Na denúncia, assinada pelo promotor de Justiça Milton Marcolino, consta que Vanusa levou o empresário, uma dupla sertaneja e outro músico até uma casa de shows onde se apresentariam.
Após a apresentação, narra o MP, a vítima deixou os músicos em casa e depois levou Parsilon até a chácara em que morava, onde a corrida seria finalizada.
Porém, conforme a investigação, no local, o empresário obrigou a vítima a entrar no imóvel e depois de ameaçá-la, a estuprou. Em seguida, a matou batendo sua cabeça por várias vezes no chão.
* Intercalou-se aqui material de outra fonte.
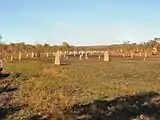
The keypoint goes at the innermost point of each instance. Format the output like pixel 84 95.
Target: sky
pixel 79 22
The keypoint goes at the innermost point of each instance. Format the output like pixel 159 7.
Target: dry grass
pixel 55 88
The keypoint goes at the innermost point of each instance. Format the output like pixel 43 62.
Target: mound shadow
pixel 120 108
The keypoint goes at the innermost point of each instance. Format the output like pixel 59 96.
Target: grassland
pixel 43 89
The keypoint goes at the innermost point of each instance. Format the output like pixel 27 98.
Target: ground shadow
pixel 120 108
pixel 2 75
pixel 7 88
pixel 6 108
pixel 8 111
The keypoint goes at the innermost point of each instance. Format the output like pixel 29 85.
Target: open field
pixel 37 89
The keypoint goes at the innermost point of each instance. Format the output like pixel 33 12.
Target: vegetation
pixel 126 46
pixel 37 89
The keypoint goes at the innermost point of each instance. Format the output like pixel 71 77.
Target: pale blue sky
pixel 79 22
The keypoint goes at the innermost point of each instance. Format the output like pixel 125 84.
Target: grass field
pixel 39 88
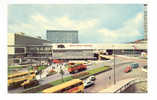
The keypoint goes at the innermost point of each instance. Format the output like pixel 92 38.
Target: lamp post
pixel 114 66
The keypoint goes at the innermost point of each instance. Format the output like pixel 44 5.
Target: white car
pixel 88 83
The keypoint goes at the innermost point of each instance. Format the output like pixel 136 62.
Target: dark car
pixel 128 69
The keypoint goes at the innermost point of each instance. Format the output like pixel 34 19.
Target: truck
pixel 74 68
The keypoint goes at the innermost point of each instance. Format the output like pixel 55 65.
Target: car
pixel 144 68
pixel 134 65
pixel 128 69
pixel 88 83
pixel 92 78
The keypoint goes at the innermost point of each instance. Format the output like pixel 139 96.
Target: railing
pixel 122 88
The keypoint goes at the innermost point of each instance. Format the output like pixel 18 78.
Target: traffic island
pixel 95 71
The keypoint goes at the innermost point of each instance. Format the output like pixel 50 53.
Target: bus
pixel 18 78
pixel 72 86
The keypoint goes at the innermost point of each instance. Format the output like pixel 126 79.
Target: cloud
pixel 129 30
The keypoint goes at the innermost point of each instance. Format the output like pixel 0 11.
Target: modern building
pixel 62 36
pixel 20 46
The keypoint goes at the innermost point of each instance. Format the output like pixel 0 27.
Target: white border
pixel 151 47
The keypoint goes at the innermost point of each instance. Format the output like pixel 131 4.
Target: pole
pixel 114 68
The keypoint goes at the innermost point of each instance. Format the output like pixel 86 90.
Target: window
pixel 61 46
pixel 19 50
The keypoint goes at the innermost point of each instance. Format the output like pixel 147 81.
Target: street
pixel 102 80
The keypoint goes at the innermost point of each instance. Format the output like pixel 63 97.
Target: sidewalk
pixel 118 85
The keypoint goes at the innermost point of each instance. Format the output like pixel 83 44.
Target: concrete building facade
pixel 62 36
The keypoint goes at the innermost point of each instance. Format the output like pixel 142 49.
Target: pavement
pixel 118 85
pixel 102 80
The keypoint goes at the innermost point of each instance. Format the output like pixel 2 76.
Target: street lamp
pixel 114 65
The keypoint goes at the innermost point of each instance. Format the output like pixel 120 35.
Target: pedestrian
pixel 109 77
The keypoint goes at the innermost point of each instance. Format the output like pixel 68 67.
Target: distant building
pixel 19 44
pixel 62 36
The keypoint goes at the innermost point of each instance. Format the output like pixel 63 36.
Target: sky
pixel 96 23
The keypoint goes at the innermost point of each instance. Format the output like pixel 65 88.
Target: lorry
pixel 74 67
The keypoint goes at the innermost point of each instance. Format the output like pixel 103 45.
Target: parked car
pixel 135 65
pixel 144 68
pixel 128 69
pixel 92 78
pixel 88 83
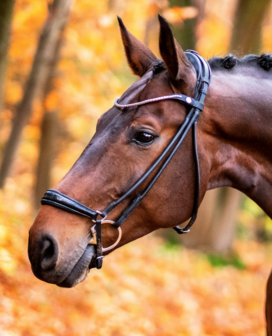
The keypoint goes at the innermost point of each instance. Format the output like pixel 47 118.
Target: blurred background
pixel 61 66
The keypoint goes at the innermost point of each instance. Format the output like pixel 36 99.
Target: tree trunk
pixel 48 133
pixel 185 34
pixel 6 10
pixel 46 155
pixel 56 20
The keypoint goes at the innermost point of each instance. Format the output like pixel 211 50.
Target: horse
pixel 234 134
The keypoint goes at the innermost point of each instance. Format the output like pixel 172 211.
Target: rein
pixel 59 200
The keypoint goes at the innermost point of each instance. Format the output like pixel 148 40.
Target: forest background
pixel 61 66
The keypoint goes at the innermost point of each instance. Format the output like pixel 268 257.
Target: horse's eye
pixel 144 138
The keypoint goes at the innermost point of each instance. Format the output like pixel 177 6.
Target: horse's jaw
pixel 81 268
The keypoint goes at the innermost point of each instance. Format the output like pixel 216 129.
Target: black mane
pixel 264 61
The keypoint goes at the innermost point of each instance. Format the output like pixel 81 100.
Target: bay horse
pixel 234 134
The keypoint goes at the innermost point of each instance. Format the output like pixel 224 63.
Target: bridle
pixel 59 200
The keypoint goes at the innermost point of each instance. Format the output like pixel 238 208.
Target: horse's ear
pixel 179 67
pixel 140 58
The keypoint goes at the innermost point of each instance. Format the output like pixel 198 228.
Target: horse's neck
pixel 237 129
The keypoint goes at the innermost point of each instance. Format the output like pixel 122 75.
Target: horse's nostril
pixel 49 252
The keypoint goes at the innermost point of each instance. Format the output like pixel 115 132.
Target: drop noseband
pixel 59 200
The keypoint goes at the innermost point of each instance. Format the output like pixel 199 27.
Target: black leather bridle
pixel 59 200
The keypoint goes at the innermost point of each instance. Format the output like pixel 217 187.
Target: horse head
pixel 126 144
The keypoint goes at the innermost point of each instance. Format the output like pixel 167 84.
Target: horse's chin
pixel 81 269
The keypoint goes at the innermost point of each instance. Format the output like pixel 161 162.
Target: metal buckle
pixel 93 241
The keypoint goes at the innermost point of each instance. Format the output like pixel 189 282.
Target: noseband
pixel 59 200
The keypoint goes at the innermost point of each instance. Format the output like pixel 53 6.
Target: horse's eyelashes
pixel 144 138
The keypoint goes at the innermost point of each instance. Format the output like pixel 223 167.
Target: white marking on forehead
pixel 136 88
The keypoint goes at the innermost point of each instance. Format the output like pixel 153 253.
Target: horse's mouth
pixel 81 269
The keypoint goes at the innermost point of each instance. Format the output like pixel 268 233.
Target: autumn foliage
pixel 145 288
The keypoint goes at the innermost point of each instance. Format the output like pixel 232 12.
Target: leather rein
pixel 59 200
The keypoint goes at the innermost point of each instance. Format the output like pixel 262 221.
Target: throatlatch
pixel 59 200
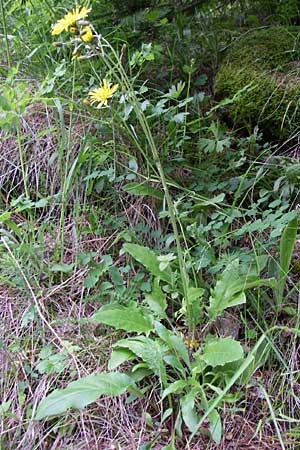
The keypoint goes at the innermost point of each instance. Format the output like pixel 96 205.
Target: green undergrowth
pixel 149 254
pixel 263 61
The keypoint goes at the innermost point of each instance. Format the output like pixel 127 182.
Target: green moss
pixel 262 59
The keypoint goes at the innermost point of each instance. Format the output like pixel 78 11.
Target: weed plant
pixel 149 279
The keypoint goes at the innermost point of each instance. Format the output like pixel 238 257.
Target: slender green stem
pixel 5 34
pixel 64 190
pixel 23 171
pixel 115 64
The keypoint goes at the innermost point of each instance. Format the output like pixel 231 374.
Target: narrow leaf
pixel 128 318
pixel 82 392
pixel 149 259
pixel 143 189
pixel 222 351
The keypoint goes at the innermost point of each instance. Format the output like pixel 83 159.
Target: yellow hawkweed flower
pixel 68 22
pixel 103 93
pixel 86 34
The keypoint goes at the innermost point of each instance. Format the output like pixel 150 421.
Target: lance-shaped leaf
pixel 82 392
pixel 222 351
pixel 149 260
pixel 128 318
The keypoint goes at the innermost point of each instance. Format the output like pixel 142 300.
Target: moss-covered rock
pixel 266 61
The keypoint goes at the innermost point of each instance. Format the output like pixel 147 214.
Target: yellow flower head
pixel 103 93
pixel 86 34
pixel 68 22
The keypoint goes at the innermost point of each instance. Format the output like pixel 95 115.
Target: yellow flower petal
pixel 68 22
pixel 86 34
pixel 104 92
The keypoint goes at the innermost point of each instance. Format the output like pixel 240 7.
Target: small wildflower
pixel 75 55
pixel 191 344
pixel 68 22
pixel 103 93
pixel 86 34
Por fim, arrastou seu corpo e o abandonou nos fundos da casa.
Neste caso, o MP entendeu que trata-se de homicídio qualificado, por utilização de meio cruel, recurso que impossibilitou a defesa da vítima e feminicídio.
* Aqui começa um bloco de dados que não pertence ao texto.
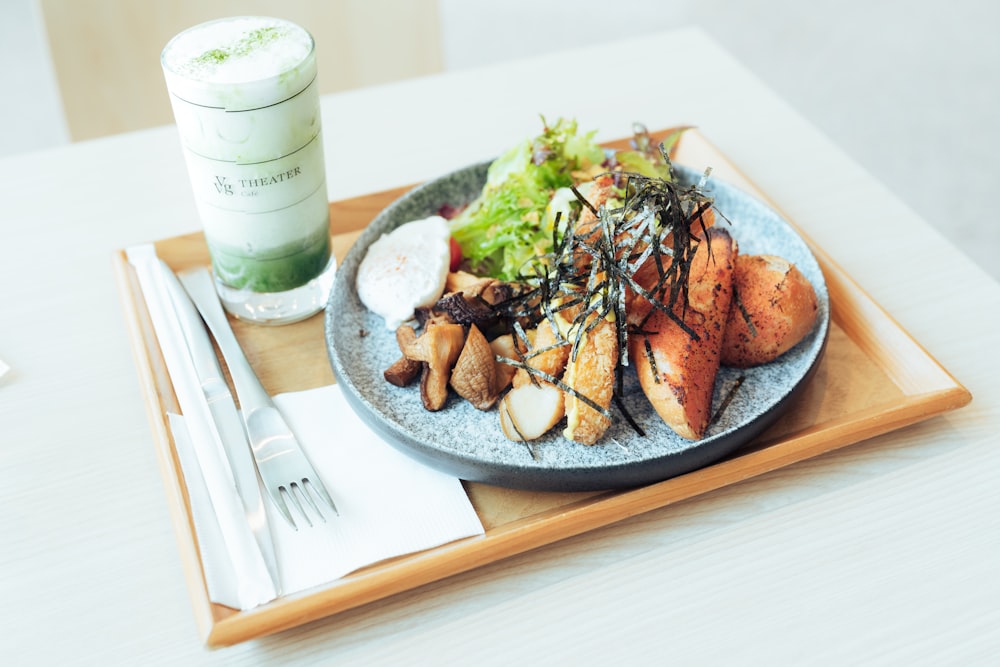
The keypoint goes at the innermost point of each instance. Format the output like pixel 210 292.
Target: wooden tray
pixel 874 378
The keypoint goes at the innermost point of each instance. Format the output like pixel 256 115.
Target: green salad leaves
pixel 528 189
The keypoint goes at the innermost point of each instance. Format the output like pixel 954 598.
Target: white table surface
pixel 887 552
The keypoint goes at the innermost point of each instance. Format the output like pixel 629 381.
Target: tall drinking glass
pixel 244 96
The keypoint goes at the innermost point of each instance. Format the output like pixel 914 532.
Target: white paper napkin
pixel 389 504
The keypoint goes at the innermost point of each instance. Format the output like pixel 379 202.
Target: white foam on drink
pixel 237 50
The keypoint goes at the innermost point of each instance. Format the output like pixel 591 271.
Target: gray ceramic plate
pixel 467 443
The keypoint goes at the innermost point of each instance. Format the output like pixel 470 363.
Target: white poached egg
pixel 405 269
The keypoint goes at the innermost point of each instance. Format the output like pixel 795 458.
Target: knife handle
pixel 199 285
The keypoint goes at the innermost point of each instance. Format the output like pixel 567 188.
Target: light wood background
pixel 106 53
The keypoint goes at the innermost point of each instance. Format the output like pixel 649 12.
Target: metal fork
pixel 284 469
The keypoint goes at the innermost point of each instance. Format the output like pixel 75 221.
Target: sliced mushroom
pixel 466 309
pixel 550 354
pixel 402 372
pixel 474 375
pixel 530 411
pixel 438 347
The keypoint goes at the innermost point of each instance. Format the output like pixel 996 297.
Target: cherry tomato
pixel 456 255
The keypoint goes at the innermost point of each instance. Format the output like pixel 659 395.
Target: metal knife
pixel 228 424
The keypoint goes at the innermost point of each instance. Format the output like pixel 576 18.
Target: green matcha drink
pixel 244 96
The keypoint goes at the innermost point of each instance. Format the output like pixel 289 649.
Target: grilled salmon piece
pixel 677 369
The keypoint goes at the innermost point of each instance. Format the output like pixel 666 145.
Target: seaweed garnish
pixel 594 268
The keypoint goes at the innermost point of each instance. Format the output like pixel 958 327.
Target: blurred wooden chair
pixel 106 53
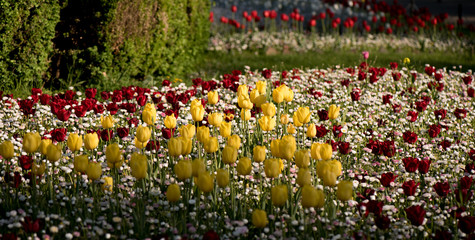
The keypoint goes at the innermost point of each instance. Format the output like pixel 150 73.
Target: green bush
pixel 108 41
pixel 26 30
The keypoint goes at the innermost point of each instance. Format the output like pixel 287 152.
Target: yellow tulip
pixel 311 130
pixel 312 197
pixel 279 194
pixel 197 167
pixel 143 134
pixel 213 97
pixel 244 166
pixel 287 147
pixel 175 147
pixel 326 151
pixel 225 129
pixel 222 177
pixel 268 109
pixel 344 191
pixel 205 182
pixel 188 131
pixel 108 184
pixel 234 141
pixel 80 163
pixel 275 148
pixel 107 122
pixel 44 146
pixel 245 114
pixel 284 119
pixel 215 119
pixel 304 177
pixel 149 114
pixel 113 154
pixel 259 153
pixel 272 167
pixel 31 142
pixel 211 145
pixel 197 113
pixel 170 121
pixel 91 140
pixel 229 154
pixel 302 158
pixel 7 150
pixel 203 134
pixel 183 169
pixel 303 114
pixel 267 123
pixel 261 87
pixel 94 171
pixel 173 193
pixel 38 169
pixel 53 153
pixel 333 111
pixel 277 95
pixel 291 129
pixel 138 166
pixel 259 218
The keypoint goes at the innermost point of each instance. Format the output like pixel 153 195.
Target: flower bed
pixel 329 153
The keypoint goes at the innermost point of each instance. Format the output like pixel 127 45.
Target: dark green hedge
pixel 61 43
pixel 26 30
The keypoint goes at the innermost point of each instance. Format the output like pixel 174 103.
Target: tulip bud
pixel 107 122
pixel 149 114
pixel 173 193
pixel 197 113
pixel 31 142
pixel 6 150
pixel 143 134
pixel 170 121
pixel 259 218
pixel 175 147
pixel 259 153
pixel 272 167
pixel 245 114
pixel 197 167
pixel 333 112
pixel 108 184
pixel 80 163
pixel 311 131
pixel 234 141
pixel 268 109
pixel 312 197
pixel 203 134
pixel 74 142
pixel 244 166
pixel 183 169
pixel 280 194
pixel 287 147
pixel 211 145
pixel 213 97
pixel 222 177
pixel 225 129
pixel 53 153
pixel 215 119
pixel 302 158
pixel 303 177
pixel 344 191
pixel 94 171
pixel 38 169
pixel 188 131
pixel 44 146
pixel 229 154
pixel 138 166
pixel 205 182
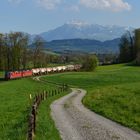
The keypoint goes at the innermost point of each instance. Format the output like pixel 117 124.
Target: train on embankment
pixel 40 71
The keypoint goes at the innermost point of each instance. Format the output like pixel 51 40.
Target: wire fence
pixel 35 105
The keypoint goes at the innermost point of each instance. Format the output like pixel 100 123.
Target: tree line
pixel 130 47
pixel 16 52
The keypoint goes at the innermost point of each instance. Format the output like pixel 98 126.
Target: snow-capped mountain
pixel 82 30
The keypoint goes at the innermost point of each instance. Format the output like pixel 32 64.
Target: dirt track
pixel 75 122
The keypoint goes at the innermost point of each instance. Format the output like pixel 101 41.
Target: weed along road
pixel 75 122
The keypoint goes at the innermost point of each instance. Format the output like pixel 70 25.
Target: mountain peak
pixel 77 23
pixel 78 29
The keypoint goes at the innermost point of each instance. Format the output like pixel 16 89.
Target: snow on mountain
pixel 83 30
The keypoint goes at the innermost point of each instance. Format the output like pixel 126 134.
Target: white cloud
pixel 114 5
pixel 49 4
pixel 15 1
pixel 74 8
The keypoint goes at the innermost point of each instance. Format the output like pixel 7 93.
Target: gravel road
pixel 75 122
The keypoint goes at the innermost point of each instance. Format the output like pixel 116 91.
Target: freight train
pixel 40 71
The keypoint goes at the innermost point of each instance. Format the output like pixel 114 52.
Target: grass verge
pixel 113 91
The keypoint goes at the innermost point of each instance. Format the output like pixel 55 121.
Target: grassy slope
pixel 45 125
pixel 113 91
pixel 14 108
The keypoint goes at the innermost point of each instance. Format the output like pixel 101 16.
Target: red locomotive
pixel 40 71
pixel 17 74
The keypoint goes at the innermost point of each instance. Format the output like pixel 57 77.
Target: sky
pixel 37 16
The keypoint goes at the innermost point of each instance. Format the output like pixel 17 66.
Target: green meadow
pixel 15 107
pixel 112 91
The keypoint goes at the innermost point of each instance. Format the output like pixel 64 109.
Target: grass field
pixel 15 108
pixel 113 91
pixel 1 74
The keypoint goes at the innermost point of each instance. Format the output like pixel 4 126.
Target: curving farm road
pixel 75 122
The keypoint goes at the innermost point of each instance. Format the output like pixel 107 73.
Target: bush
pixel 90 63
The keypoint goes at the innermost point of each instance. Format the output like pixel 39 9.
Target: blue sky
pixel 36 16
A Polícia Civil disse que o indiciaria, além do homicídio, por tentativa de estupro e vilipêndio de cadáver.
Após a prisão, Parsilon confessou o crime e disse ainda que abusou sexualmente da vítima. “Eu tirei a roupa, cheguei a fazer algumas coisas, mas não completei o ato”, afirmou.
O empresário já tinha outras cinco passagens pela polícia por crimes como ameaça, injúria e danos, todos praticados contra mulheres.